Tannehill comes from a pro style and is a great athlete so those are both pluses. I also understand that Tannehill struggled against some good teams but the same can be said about Weeden, especially in the Texas game. Weeden had a couple really good throws but he also could have had 2 or 3 INT's in that game that were dropped by the defender. Weeden stares down his WR's and will force too many passes, throws it deep to blackmon when he's double covered.

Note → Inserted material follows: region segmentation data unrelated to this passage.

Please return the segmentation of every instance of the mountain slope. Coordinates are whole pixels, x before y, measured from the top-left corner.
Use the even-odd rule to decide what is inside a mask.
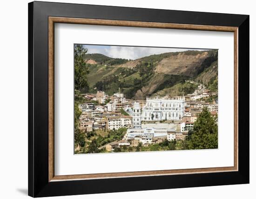
[[[111,95],[120,87],[127,98],[137,100],[154,93],[186,94],[193,93],[195,86],[184,83],[185,80],[194,79],[207,84],[217,75],[217,50],[167,53],[129,61],[88,55],[87,59],[101,62],[88,65],[92,93],[96,92],[93,89],[96,87]],[[114,64],[109,64],[113,60]]]

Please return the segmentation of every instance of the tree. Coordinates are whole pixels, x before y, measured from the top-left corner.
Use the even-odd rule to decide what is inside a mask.
[[[218,126],[207,108],[203,108],[194,125],[191,139],[187,140],[189,149],[218,147]]]
[[[88,153],[99,153],[99,151],[100,150],[98,148],[97,140],[96,139],[93,139],[92,142],[91,142],[91,144],[90,144],[90,145],[88,147]]]
[[[77,147],[78,146],[83,147],[85,145],[85,135],[84,133],[79,129],[80,122],[79,117],[82,112],[78,107],[77,103],[74,104],[74,146]]]
[[[89,69],[85,63],[83,57],[88,50],[83,45],[74,45],[74,89],[79,90],[82,89],[89,90],[87,75]]]

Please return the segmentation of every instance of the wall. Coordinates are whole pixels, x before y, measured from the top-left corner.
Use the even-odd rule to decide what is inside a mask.
[[[255,44],[256,13],[253,1],[244,0],[164,0],[126,1],[108,0],[57,0],[65,2],[86,3],[147,7],[152,8],[183,10],[194,11],[226,13],[250,14],[250,57],[255,54],[253,49]],[[48,1],[52,1],[48,0]],[[1,198],[25,198],[27,187],[27,0],[2,1],[0,7],[1,32],[0,37],[0,83],[1,97],[0,101],[0,152],[1,164]],[[253,63],[253,61],[254,63]],[[251,58],[250,103],[256,96],[256,84],[253,75],[256,72],[255,60]],[[252,110],[251,110],[252,109]],[[255,106],[251,106],[251,124],[255,121]],[[13,120],[15,117],[15,119]],[[15,121],[15,122],[13,122]],[[107,193],[88,195],[87,199],[130,198],[185,198],[189,199],[240,199],[255,195],[253,189],[256,186],[255,145],[252,140],[256,136],[250,128],[250,184],[249,185],[196,187],[124,193]],[[221,180],[221,179],[220,179]],[[84,198],[75,196],[65,198]],[[58,198],[64,198],[59,197]]]

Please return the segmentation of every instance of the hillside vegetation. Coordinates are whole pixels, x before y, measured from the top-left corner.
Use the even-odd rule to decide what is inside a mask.
[[[134,60],[101,54],[87,54],[84,59],[98,63],[87,64],[90,92],[103,90],[112,95],[120,87],[126,97],[140,100],[156,93],[173,96],[192,93],[196,86],[185,82],[188,80],[215,88],[217,57],[217,50],[212,50],[167,53]]]

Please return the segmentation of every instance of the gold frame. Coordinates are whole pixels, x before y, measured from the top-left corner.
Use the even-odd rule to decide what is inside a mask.
[[[55,23],[230,32],[234,38],[234,166],[55,176],[54,172],[54,24]],[[88,179],[238,171],[238,27],[178,24],[64,17],[48,17],[48,181]]]

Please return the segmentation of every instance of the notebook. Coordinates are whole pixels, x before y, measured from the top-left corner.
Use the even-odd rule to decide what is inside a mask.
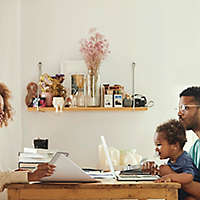
[[[159,178],[158,175],[150,175],[150,174],[120,175],[120,172],[115,172],[104,136],[101,136],[101,142],[105,151],[110,171],[113,174],[113,177],[118,181],[154,181]]]

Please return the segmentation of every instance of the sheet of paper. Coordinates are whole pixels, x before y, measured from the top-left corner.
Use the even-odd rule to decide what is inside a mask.
[[[84,181],[94,180],[89,174],[85,173],[77,164],[69,157],[60,154],[53,163],[56,165],[55,172],[49,177],[44,177],[41,181]]]

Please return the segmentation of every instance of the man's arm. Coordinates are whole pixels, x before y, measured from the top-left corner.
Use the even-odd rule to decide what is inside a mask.
[[[193,175],[188,173],[172,173],[162,176],[156,182],[177,182],[180,184],[189,184],[193,180]]]

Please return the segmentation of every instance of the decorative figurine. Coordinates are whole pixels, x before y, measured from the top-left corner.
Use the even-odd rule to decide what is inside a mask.
[[[33,107],[33,100],[37,98],[38,86],[35,82],[30,82],[26,87],[28,94],[25,98],[25,103],[28,107]]]

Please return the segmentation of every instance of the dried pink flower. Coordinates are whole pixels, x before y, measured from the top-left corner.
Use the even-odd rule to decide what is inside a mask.
[[[110,53],[109,43],[104,35],[96,31],[96,28],[89,30],[89,37],[80,41],[80,51],[83,55],[88,70],[96,73],[102,60]]]

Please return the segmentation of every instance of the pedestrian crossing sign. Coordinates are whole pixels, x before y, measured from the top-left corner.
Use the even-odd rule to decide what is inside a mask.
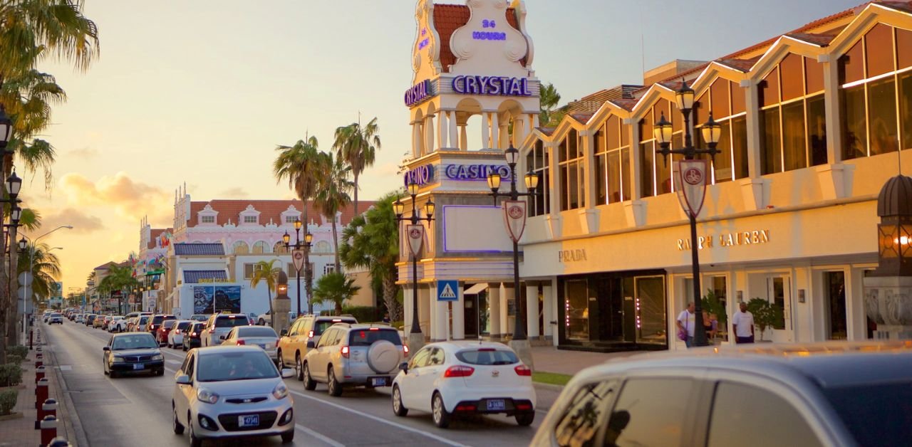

http://www.youtube.com/watch?v=YsevlHpqatI

That video has every throw against Texas and im just not sold on him, I would rather take my chances with Tannehill

WSE
03-20-2012, 05:53 PM
athletic ability which I guess is tied more to upside.

TedSlimmJr
03-20-2012, 06:06 PM
The only thing that worries me about Weeden is that I just dont see much upside to him and its not just his age. He comes from a spread offense system and history has shown that QB's that come from that type of system doesnt translate well to the pros. I worry about Weeden's footwork and lack of mobility.

Tannehill comes from a pro style and is a great athlete so those are both pluses. I also understand that Tannehill struggled against some good teams but the same can be said about Weeden, especially in the Texas game. Weeden had a couple really good throws but he also could have had 2 or 3 INT's in that game that were dropped by the defender. Weeden stares down his WR's and will force too many passes, throws it deep to blackmon when he's double covered.

http://www.youtube.com/watch?v=YsevlHpqatI

That video has every throw against Texas and im just not sold on him, I would rather take my chances with Tannehill


Completely agree. I've already seen Oklahoma St.'s game against Manny Diaz's defense a dozen times and already pointed out that he should've had about 5 picks if not for the Texas DB's dropping 'em... right here in this thread....

http://www.finheaven.com/forums/showthread.php?315518-Brandon-Weeden/page2



I like Weeden's aggressive decision making and confidence to try and fit the ball into tight coverage. It's why Andy Dalton was able to be successful as a rookie. However, it's what gets Weeden into trouble and leads to turnovers because his ball placement can be erratic... especially when he gets a little rattled due to having to deal with pressure. He's not used to it.